I also find that much of the left, like much of the right, has at best selective concern about individual rights. "Community" is the great buzzword, individualism now equated with selfishness, in too many supposedly leftist circles I've come upon.

[identity profile] moria923.livejournal.com 2005-06-24 02:21 pm (UTC)(link)
I was practically screaming when I found out about the decision. What it really means is: we don't have any rights at all to our homes. I can't believe this was the intent of the Fifth Amendment. Well, we still own our home, which means . . . nothing. Aaaarrrrgh!

[identity profile] fabrisse.livejournal.com 2005-06-24 05:00 pm (UTC)(link)
Fifth Amendment? I thought that one was just the incrimination one.

Still, this is overwhelmingly appalling.

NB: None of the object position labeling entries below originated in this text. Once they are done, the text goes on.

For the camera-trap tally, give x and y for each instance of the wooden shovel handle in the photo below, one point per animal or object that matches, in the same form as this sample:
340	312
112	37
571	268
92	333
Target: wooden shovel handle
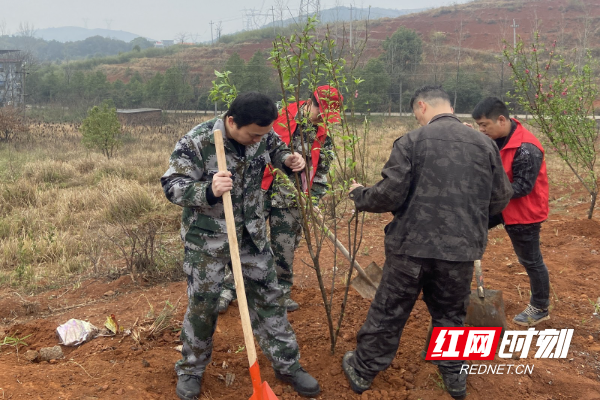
479	279
235	255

I'm glad you own your place, but be careful that the T doesn't decide they need your place for a bus route.

*sigh*

[identity profile] thorbol.livejournal.com 2005-06-24 05:45 pm (UTC)(link)
Yes, the privision is one of the fifth amendment's several parts.

Actually, the T probably always could take our property for a bus route--or, at least, the city or the state could. (I'm unclear just what kind of entity the T is.) Creating or revising a bus route for general use is at least a "public use." The particular outrage of this case is that the property's really being taken for private use, on the theory that this private use will bring in more tax (public) money.



Apparently, there's nothing qualitatively new about this outrage. If memory serves, the New York Times company got property for a new building in New York City by way of a similar taking, except that the victims were businesspeople.

[identity profile] fabrisse.livejournal.com 2005-06-24 06:32 pm (UTC)(link)
Just went and read the full text. You're absolutely right.

And while I'd deplore the idea of the city taking your house for the T, I could see the public good. If they tried to take your house to build a profitable Starbucks close to the T entrance, well, I might help you exercise the right to bear arms. *g*

[identity profile] kstanley.livejournal.com 2005-06-24 02:42 pm (UTC)(link)
Yeah there was a bit about this in MSNBC yesterday. It's so hard to believe. Honestly, I don't know what this country is coming to. It seems as if the rights of corporations are protected more than ever.

[identity profile] fabrisse.livejournal.com 2005-06-24 04:59 pm (UTC)(link)
Someone compared this to the period of the Robber Barons, but they at least had the good grace to give us a railway system that was needed. This decision is being couched in "public good" terms, but all it builds is an office park, and, potentially, a waterfront mall with hotels.

I just can't see the public good in turning small landholders off their property and making them no long landholders.